My current research focuses on computer education in light of the new 2014 computing curriculum in England that demands the teaching of more technical and programming skills to younger children. I’ve been working with a colleague, Peter Kemp, and we are currently exploring how competent young people (aged 13-19) engage with computing and technology.
We are drawing on semi-structured interviews with 32 young people across two computing summer schools, and looking at the National Pupil Database (NPD) on enrolment and attainment across A-level subjects, with a focus on computer science. This will give us a comprehensive overview of the subject patterns and outcomes of students, and how that might vary by demographic variables.
What is interesting about this research?
There is an expectation that young people “must” be good with technologies. We want to unpack this assumption and explore the different ways in which they can engage with the digital world. The renewed government emphasis on computing education, alongside the increasing need of our future population to be digitally literate, has meant that this field of research is undergoing a generational change. For example, the increasing use of smartphones, tablets and laptops in the classroom (as well as the forthcoming BBC “microbit”) is evidence that our education continues to be shaped by technology.

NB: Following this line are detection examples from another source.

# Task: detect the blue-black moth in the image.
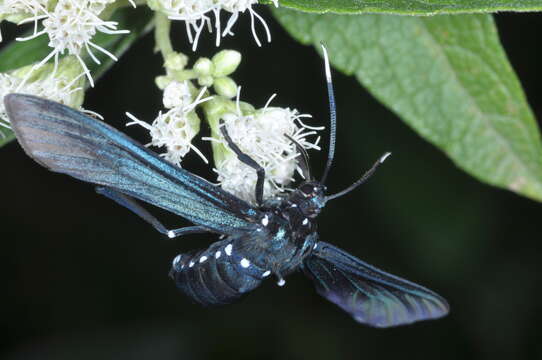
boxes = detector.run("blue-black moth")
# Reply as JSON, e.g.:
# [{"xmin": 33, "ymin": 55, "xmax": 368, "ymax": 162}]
[{"xmin": 4, "ymin": 49, "xmax": 448, "ymax": 327}]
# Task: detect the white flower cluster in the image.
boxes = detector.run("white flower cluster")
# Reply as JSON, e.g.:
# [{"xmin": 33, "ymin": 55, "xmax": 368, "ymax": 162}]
[
  {"xmin": 126, "ymin": 81, "xmax": 210, "ymax": 166},
  {"xmin": 0, "ymin": 73, "xmax": 83, "ymax": 137},
  {"xmin": 11, "ymin": 0, "xmax": 135, "ymax": 86},
  {"xmin": 0, "ymin": 0, "xmax": 48, "ymax": 42},
  {"xmin": 155, "ymin": 0, "xmax": 278, "ymax": 50},
  {"xmin": 210, "ymin": 91, "xmax": 323, "ymax": 203}
]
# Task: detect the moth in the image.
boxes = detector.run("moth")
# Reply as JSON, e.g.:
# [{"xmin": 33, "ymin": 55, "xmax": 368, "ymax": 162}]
[{"xmin": 4, "ymin": 48, "xmax": 449, "ymax": 327}]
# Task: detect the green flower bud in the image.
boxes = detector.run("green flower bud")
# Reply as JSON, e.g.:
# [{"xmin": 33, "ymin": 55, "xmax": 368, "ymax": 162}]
[
  {"xmin": 213, "ymin": 50, "xmax": 241, "ymax": 77},
  {"xmin": 198, "ymin": 75, "xmax": 214, "ymax": 87},
  {"xmin": 193, "ymin": 58, "xmax": 215, "ymax": 76},
  {"xmin": 164, "ymin": 52, "xmax": 188, "ymax": 71},
  {"xmin": 213, "ymin": 76, "xmax": 237, "ymax": 99}
]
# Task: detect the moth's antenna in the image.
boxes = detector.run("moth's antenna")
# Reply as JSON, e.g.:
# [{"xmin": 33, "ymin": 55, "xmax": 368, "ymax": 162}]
[
  {"xmin": 320, "ymin": 43, "xmax": 337, "ymax": 184},
  {"xmin": 326, "ymin": 152, "xmax": 391, "ymax": 201},
  {"xmin": 284, "ymin": 134, "xmax": 312, "ymax": 181}
]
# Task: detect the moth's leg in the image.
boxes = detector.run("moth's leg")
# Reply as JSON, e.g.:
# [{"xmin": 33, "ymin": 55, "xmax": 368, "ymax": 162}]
[
  {"xmin": 96, "ymin": 186, "xmax": 209, "ymax": 238},
  {"xmin": 220, "ymin": 120, "xmax": 265, "ymax": 206}
]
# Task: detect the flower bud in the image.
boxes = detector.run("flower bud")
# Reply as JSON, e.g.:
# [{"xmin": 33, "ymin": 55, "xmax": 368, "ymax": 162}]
[
  {"xmin": 198, "ymin": 75, "xmax": 214, "ymax": 87},
  {"xmin": 213, "ymin": 50, "xmax": 241, "ymax": 77},
  {"xmin": 213, "ymin": 76, "xmax": 237, "ymax": 99},
  {"xmin": 194, "ymin": 58, "xmax": 215, "ymax": 76},
  {"xmin": 164, "ymin": 52, "xmax": 188, "ymax": 71}
]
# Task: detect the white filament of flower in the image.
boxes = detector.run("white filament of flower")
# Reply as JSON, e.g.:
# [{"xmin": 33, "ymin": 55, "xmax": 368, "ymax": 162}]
[
  {"xmin": 160, "ymin": 0, "xmax": 278, "ymax": 51},
  {"xmin": 204, "ymin": 87, "xmax": 323, "ymax": 203},
  {"xmin": 17, "ymin": 0, "xmax": 130, "ymax": 86},
  {"xmin": 126, "ymin": 82, "xmax": 212, "ymax": 166}
]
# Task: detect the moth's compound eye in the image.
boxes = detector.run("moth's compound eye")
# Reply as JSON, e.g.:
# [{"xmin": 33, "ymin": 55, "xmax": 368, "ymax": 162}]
[{"xmin": 299, "ymin": 184, "xmax": 314, "ymax": 196}]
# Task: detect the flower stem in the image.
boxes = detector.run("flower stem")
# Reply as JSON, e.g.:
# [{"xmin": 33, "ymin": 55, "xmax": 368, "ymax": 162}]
[{"xmin": 154, "ymin": 11, "xmax": 174, "ymax": 61}]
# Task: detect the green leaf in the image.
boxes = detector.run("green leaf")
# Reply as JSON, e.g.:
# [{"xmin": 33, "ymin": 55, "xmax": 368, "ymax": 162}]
[
  {"xmin": 0, "ymin": 6, "xmax": 153, "ymax": 147},
  {"xmin": 275, "ymin": 9, "xmax": 542, "ymax": 201},
  {"xmin": 267, "ymin": 0, "xmax": 542, "ymax": 15}
]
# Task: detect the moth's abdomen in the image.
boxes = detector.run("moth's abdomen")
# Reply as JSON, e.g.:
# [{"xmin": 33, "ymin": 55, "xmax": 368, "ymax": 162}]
[{"xmin": 169, "ymin": 241, "xmax": 271, "ymax": 305}]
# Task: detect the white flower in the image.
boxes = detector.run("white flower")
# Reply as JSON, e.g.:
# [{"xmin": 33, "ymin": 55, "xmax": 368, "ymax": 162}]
[
  {"xmin": 0, "ymin": 0, "xmax": 48, "ymax": 42},
  {"xmin": 210, "ymin": 89, "xmax": 323, "ymax": 203},
  {"xmin": 155, "ymin": 0, "xmax": 278, "ymax": 50},
  {"xmin": 220, "ymin": 0, "xmax": 279, "ymax": 46},
  {"xmin": 17, "ymin": 0, "xmax": 129, "ymax": 86},
  {"xmin": 126, "ymin": 82, "xmax": 210, "ymax": 166},
  {"xmin": 162, "ymin": 81, "xmax": 192, "ymax": 109},
  {"xmin": 0, "ymin": 69, "xmax": 84, "ymax": 137}
]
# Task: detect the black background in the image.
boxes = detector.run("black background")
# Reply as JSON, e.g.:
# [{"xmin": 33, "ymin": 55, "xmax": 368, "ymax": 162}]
[{"xmin": 0, "ymin": 9, "xmax": 542, "ymax": 360}]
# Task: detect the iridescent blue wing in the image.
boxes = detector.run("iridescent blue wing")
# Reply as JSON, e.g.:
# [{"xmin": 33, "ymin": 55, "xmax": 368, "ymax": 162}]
[
  {"xmin": 303, "ymin": 242, "xmax": 449, "ymax": 327},
  {"xmin": 4, "ymin": 94, "xmax": 258, "ymax": 235}
]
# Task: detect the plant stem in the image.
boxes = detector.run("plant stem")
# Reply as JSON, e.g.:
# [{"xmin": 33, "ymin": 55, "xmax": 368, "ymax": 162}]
[{"xmin": 154, "ymin": 11, "xmax": 174, "ymax": 61}]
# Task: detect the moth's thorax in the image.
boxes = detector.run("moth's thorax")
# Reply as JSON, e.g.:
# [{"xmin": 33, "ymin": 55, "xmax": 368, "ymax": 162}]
[
  {"xmin": 246, "ymin": 187, "xmax": 323, "ymax": 275},
  {"xmin": 287, "ymin": 181, "xmax": 326, "ymax": 218}
]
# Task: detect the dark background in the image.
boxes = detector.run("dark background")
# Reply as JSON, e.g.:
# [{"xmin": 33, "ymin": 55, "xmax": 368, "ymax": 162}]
[{"xmin": 0, "ymin": 10, "xmax": 542, "ymax": 360}]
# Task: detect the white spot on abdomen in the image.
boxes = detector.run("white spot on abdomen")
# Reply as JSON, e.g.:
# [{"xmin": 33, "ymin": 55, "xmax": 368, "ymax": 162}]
[
  {"xmin": 240, "ymin": 258, "xmax": 250, "ymax": 268},
  {"xmin": 224, "ymin": 244, "xmax": 233, "ymax": 256},
  {"xmin": 173, "ymin": 255, "xmax": 181, "ymax": 266}
]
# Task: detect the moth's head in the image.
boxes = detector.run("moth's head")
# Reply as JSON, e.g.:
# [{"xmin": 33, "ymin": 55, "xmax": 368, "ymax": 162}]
[{"xmin": 290, "ymin": 181, "xmax": 326, "ymax": 218}]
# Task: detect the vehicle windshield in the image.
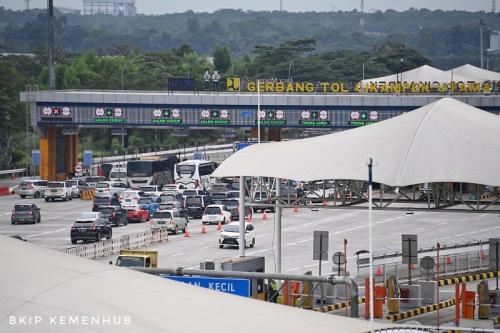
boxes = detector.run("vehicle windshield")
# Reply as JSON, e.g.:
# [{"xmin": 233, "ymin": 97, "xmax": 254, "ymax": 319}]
[
  {"xmin": 222, "ymin": 200, "xmax": 240, "ymax": 206},
  {"xmin": 186, "ymin": 197, "xmax": 201, "ymax": 205},
  {"xmin": 153, "ymin": 212, "xmax": 172, "ymax": 219},
  {"xmin": 139, "ymin": 198, "xmax": 153, "ymax": 204},
  {"xmin": 79, "ymin": 212, "xmax": 97, "ymax": 220},
  {"xmin": 176, "ymin": 164, "xmax": 196, "ymax": 177},
  {"xmin": 98, "ymin": 207, "xmax": 115, "ymax": 214},
  {"xmin": 116, "ymin": 257, "xmax": 144, "ymax": 267},
  {"xmin": 205, "ymin": 207, "xmax": 221, "ymax": 214},
  {"xmin": 224, "ymin": 225, "xmax": 240, "ymax": 232},
  {"xmin": 47, "ymin": 182, "xmax": 64, "ymax": 188},
  {"xmin": 14, "ymin": 205, "xmax": 31, "ymax": 212},
  {"xmin": 127, "ymin": 161, "xmax": 153, "ymax": 177},
  {"xmin": 160, "ymin": 194, "xmax": 175, "ymax": 202},
  {"xmin": 109, "ymin": 171, "xmax": 127, "ymax": 178}
]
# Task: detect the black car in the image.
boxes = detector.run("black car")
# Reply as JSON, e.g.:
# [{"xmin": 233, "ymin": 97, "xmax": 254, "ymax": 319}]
[
  {"xmin": 184, "ymin": 195, "xmax": 212, "ymax": 218},
  {"xmin": 94, "ymin": 206, "xmax": 127, "ymax": 227},
  {"xmin": 10, "ymin": 204, "xmax": 42, "ymax": 224},
  {"xmin": 71, "ymin": 212, "xmax": 113, "ymax": 244},
  {"xmin": 92, "ymin": 197, "xmax": 121, "ymax": 212}
]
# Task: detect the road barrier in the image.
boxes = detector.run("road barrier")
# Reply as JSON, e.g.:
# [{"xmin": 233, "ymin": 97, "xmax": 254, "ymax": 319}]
[
  {"xmin": 385, "ymin": 298, "xmax": 455, "ymax": 322},
  {"xmin": 63, "ymin": 228, "xmax": 168, "ymax": 258}
]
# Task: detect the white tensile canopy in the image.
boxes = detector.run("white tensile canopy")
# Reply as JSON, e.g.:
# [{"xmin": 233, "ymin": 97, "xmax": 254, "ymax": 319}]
[
  {"xmin": 0, "ymin": 236, "xmax": 394, "ymax": 333},
  {"xmin": 361, "ymin": 65, "xmax": 474, "ymax": 84},
  {"xmin": 213, "ymin": 98, "xmax": 500, "ymax": 186},
  {"xmin": 448, "ymin": 64, "xmax": 500, "ymax": 81}
]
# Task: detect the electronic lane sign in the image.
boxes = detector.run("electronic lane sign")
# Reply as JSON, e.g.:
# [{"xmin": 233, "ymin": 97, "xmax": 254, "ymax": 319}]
[{"xmin": 165, "ymin": 276, "xmax": 250, "ymax": 297}]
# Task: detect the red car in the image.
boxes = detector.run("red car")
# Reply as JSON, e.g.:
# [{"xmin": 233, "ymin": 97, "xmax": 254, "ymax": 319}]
[{"xmin": 127, "ymin": 208, "xmax": 151, "ymax": 222}]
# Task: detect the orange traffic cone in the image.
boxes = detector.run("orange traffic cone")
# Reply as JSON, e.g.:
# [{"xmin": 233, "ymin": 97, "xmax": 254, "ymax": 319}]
[{"xmin": 479, "ymin": 250, "xmax": 486, "ymax": 260}]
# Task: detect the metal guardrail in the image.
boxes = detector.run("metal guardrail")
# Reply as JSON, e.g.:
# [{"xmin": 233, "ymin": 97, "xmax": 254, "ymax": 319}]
[{"xmin": 63, "ymin": 229, "xmax": 168, "ymax": 258}]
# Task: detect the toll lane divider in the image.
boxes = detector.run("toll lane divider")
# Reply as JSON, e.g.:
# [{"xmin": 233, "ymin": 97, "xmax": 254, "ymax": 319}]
[
  {"xmin": 314, "ymin": 297, "xmax": 366, "ymax": 312},
  {"xmin": 63, "ymin": 228, "xmax": 168, "ymax": 258},
  {"xmin": 385, "ymin": 298, "xmax": 455, "ymax": 322},
  {"xmin": 439, "ymin": 272, "xmax": 500, "ymax": 287}
]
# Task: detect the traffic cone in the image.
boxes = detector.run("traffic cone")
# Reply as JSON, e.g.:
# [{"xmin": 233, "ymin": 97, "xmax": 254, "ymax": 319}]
[{"xmin": 479, "ymin": 250, "xmax": 486, "ymax": 260}]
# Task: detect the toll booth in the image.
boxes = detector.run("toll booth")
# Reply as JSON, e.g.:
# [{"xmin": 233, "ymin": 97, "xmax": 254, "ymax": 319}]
[{"xmin": 200, "ymin": 256, "xmax": 266, "ymax": 298}]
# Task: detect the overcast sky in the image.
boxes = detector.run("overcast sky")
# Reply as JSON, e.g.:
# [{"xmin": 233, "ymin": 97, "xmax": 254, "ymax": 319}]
[{"xmin": 0, "ymin": 0, "xmax": 492, "ymax": 14}]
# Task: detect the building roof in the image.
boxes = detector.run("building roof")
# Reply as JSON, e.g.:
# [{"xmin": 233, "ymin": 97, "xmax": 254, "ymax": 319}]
[{"xmin": 213, "ymin": 98, "xmax": 500, "ymax": 186}]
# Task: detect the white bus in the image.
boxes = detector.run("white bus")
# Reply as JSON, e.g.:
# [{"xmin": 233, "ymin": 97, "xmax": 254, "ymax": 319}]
[
  {"xmin": 127, "ymin": 155, "xmax": 177, "ymax": 189},
  {"xmin": 174, "ymin": 160, "xmax": 217, "ymax": 190}
]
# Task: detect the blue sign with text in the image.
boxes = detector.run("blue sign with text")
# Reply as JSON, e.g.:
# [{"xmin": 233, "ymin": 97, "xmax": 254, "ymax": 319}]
[{"xmin": 165, "ymin": 276, "xmax": 250, "ymax": 297}]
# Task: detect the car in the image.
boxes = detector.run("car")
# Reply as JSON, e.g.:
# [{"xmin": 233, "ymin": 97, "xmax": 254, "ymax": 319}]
[
  {"xmin": 65, "ymin": 179, "xmax": 87, "ymax": 198},
  {"xmin": 219, "ymin": 222, "xmax": 255, "ymax": 249},
  {"xmin": 210, "ymin": 192, "xmax": 227, "ymax": 205},
  {"xmin": 119, "ymin": 190, "xmax": 146, "ymax": 206},
  {"xmin": 15, "ymin": 180, "xmax": 47, "ymax": 199},
  {"xmin": 162, "ymin": 184, "xmax": 186, "ymax": 193},
  {"xmin": 139, "ymin": 185, "xmax": 161, "ymax": 197},
  {"xmin": 92, "ymin": 197, "xmax": 121, "ymax": 212},
  {"xmin": 253, "ymin": 191, "xmax": 274, "ymax": 212},
  {"xmin": 201, "ymin": 205, "xmax": 231, "ymax": 224},
  {"xmin": 126, "ymin": 205, "xmax": 151, "ymax": 223},
  {"xmin": 150, "ymin": 209, "xmax": 189, "ymax": 235},
  {"xmin": 44, "ymin": 182, "xmax": 73, "ymax": 201},
  {"xmin": 92, "ymin": 206, "xmax": 128, "ymax": 227},
  {"xmin": 85, "ymin": 176, "xmax": 106, "ymax": 188},
  {"xmin": 222, "ymin": 199, "xmax": 252, "ymax": 221},
  {"xmin": 10, "ymin": 204, "xmax": 42, "ymax": 224},
  {"xmin": 95, "ymin": 182, "xmax": 127, "ymax": 198},
  {"xmin": 70, "ymin": 212, "xmax": 113, "ymax": 244},
  {"xmin": 184, "ymin": 195, "xmax": 212, "ymax": 218}
]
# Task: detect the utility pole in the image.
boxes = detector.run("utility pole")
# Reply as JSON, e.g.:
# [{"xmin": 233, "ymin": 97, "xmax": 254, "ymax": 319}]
[
  {"xmin": 359, "ymin": 0, "xmax": 365, "ymax": 33},
  {"xmin": 479, "ymin": 19, "xmax": 484, "ymax": 68},
  {"xmin": 47, "ymin": 0, "xmax": 56, "ymax": 90}
]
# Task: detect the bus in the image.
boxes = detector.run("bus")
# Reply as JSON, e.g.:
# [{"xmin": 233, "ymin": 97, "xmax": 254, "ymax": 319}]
[
  {"xmin": 174, "ymin": 160, "xmax": 217, "ymax": 190},
  {"xmin": 127, "ymin": 155, "xmax": 178, "ymax": 189}
]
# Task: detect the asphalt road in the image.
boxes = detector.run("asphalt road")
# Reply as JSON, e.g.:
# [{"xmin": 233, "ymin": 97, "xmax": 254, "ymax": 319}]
[{"xmin": 0, "ymin": 192, "xmax": 500, "ymax": 275}]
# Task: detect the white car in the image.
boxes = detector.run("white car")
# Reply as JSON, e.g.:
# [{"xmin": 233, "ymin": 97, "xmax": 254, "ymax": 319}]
[
  {"xmin": 201, "ymin": 205, "xmax": 231, "ymax": 224},
  {"xmin": 219, "ymin": 222, "xmax": 255, "ymax": 249},
  {"xmin": 95, "ymin": 182, "xmax": 127, "ymax": 198},
  {"xmin": 44, "ymin": 182, "xmax": 73, "ymax": 201}
]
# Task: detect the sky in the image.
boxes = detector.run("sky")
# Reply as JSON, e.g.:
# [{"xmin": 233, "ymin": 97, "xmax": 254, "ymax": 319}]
[{"xmin": 0, "ymin": 0, "xmax": 492, "ymax": 15}]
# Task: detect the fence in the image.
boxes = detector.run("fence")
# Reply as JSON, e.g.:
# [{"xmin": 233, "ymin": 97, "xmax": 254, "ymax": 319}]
[{"xmin": 63, "ymin": 228, "xmax": 168, "ymax": 258}]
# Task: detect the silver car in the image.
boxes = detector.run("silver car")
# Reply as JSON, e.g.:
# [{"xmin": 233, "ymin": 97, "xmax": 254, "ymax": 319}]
[
  {"xmin": 150, "ymin": 209, "xmax": 188, "ymax": 235},
  {"xmin": 16, "ymin": 180, "xmax": 47, "ymax": 199}
]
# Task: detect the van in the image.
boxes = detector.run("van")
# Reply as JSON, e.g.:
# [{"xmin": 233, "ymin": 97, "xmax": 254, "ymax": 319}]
[{"xmin": 184, "ymin": 195, "xmax": 212, "ymax": 218}]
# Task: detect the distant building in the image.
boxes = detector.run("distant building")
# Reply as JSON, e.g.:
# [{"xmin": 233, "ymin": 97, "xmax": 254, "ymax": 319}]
[{"xmin": 83, "ymin": 0, "xmax": 137, "ymax": 16}]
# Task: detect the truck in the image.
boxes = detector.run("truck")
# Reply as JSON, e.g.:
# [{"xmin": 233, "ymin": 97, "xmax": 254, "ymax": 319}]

What do you hope its impact will be?
Our research allows us to map the trajectories of competent young people in relation to their digital participation. By understanding the routes taken by these students, we will be in a stronger position to identify the type of influences or activities pivotal in their digital pathways. Only then can we start to derive feasible plans or initiatives to introduce and support other students in the fields of computing and technology.
We hope our work will influence current and future developments of computing education – for example, its curriculum and content. Our research will also provide us with evidence to comment and critique on the government’s latest decision to drop information technology as a subject, leaving computer science as the only option for digital technology.
What might the early findings show?
We are only at the beginning of data analysis but early indications suggest that there is a gender difference (which is unsurprising) in terms of young people’s educational and career aspirations in computing or technology. Our NPD data also suggests that students who do well in computer science at A-level tend to do well in maths and the other sciences (again, not too surprising). In time, we will tease out the relationships between subject choice and attainment.
Is there any other research that you would recommend?
Research in this area is scarce, particularly in the UK context, but we find the works by Julian Sefton-Green and Sonia Livingstone to be useful in our study.
What does Dr Wong’s most recent research say?
An article by Dr Wong looking into the educational success of British Chinese and Indian students has recently been published as part of the Oxford Review of Education.
It looks at ethnic minority students who excel as opposed to those that underachieve.
The paper includes data from four discussion groups and 23 interviews with British Chinese and Indian students Ð recognised as the ‘model minority’.
An abstract of the paper reads: ‘Although high expectations by self and by others can positively contribute to the educational success of British Chinese and Indian students, inflated expectations can also generate a continuous sense of insecurity.
‘Model minority students must contemplate the fear of failure and the potential damage they could inflict on the reputation of their family. Implications of the identity of model minority for students, teachers and policy are suggested.’